Clothing Dataset

5,000+ Images of Clothes in Public Domain

Alexey Grigorev

Published in

Data Science Insider

5 min readOct 21, 2020

Two months ago I asked the community to help me collect a dataset with clothes. And now it’s ready!

You can download it here:

Full size: https://www.kaggle.com/agrigorev/clothing-dataset-full
Resized: https://github.com/alexeygrigorev/clothing-dataset
A subset with 10 most popular classes, resized: https://github.com/alexeygrigorev/clothing-dataset-small

In total, we have collected 5,000 images of 20 types of clothes. The dataset is released under a public domain license (CC0). This means that anyone can use this data for any purpose, also commercial.

For example:

Training a model for self-education
Creating a tutorial or a course (free or paid)
Writing a book

In this post, we’ll tell you more about the dataset. In particular, we’ll cover:

Different ways of collecting data: networking, Yandex.Toloka, and Tagias
Labeling the data
Accessing and using the dataset

Let’s start!

Dataset collection

We used three different ways to collect the dataset:

Toloka — a crowdsourcing platform
A networking crowdsourcing initiative on social media
Tagias — a company specializing in data collection

Toloka

1,400 images (28% of the entire dataset) were collected using Toloka — a crowdsourcing platform. The task was simple: take a picture of some clothes and upload it.
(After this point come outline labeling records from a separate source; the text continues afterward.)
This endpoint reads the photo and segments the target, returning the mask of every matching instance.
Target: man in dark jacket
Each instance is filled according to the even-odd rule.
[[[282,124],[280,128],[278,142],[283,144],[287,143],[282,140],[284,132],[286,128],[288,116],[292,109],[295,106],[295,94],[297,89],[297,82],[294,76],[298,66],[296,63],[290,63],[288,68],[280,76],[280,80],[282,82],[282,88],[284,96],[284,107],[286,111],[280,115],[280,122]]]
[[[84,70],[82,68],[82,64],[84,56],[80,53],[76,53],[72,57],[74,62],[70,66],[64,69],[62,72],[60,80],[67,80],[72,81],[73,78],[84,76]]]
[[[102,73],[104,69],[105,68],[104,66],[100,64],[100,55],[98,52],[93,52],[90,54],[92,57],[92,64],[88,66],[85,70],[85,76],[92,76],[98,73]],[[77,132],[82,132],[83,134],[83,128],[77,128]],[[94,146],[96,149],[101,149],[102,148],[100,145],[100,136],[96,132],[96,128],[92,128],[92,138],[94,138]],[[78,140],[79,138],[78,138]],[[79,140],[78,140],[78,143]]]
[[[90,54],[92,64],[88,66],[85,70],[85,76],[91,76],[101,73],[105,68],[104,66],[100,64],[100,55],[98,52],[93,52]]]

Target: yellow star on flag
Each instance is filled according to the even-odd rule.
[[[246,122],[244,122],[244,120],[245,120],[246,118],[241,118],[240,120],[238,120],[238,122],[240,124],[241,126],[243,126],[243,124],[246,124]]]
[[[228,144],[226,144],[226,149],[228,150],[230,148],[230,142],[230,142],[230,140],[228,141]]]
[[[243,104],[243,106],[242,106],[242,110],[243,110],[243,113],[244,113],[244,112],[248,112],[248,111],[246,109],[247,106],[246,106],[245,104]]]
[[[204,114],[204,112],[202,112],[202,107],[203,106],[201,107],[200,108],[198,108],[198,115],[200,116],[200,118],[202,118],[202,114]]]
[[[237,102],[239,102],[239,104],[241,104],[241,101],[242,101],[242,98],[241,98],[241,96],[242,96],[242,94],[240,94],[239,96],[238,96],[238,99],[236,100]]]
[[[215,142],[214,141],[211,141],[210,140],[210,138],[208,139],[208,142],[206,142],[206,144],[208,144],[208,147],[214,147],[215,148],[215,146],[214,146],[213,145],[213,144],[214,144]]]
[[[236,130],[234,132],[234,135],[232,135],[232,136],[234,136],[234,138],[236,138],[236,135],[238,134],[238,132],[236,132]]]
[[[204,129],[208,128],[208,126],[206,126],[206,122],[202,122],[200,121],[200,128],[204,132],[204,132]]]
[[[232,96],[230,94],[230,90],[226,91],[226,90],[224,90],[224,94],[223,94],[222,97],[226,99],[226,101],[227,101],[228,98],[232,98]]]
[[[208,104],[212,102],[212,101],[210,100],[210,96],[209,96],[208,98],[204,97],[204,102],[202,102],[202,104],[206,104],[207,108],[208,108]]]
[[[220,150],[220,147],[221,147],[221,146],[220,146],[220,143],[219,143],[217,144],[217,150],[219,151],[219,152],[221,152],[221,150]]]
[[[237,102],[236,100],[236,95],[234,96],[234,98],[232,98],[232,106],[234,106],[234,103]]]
The instructions for the task (translated from Russian)

We also experimented with Amazon Mechanical Turk, but creating tasks with image uploads is a lot more difficult on Amazon. In Toloka, setting up an image collection form requires no programming at all.

The results from Toloka contained:

Valid images that actually were taken by the workers
Images of clothes downloaded from the Internet
Images of random objects, not clothes
A lot of duplicates

To check if an image was downloaded from the Internet, we used Google.

We used the “Search Google for image” feature from Google Chrome

Collecting data from Toloka required careful analysis of the results and in the end, we discarded more than 40% of the submitted images. That’s why we decided to try other options.

Network crowdsourcing

One option was to use the power of social media. We asked the network on LinkedIn and Twitter to contribute to the dataset. To do it, we created a call-for-action article and shared it.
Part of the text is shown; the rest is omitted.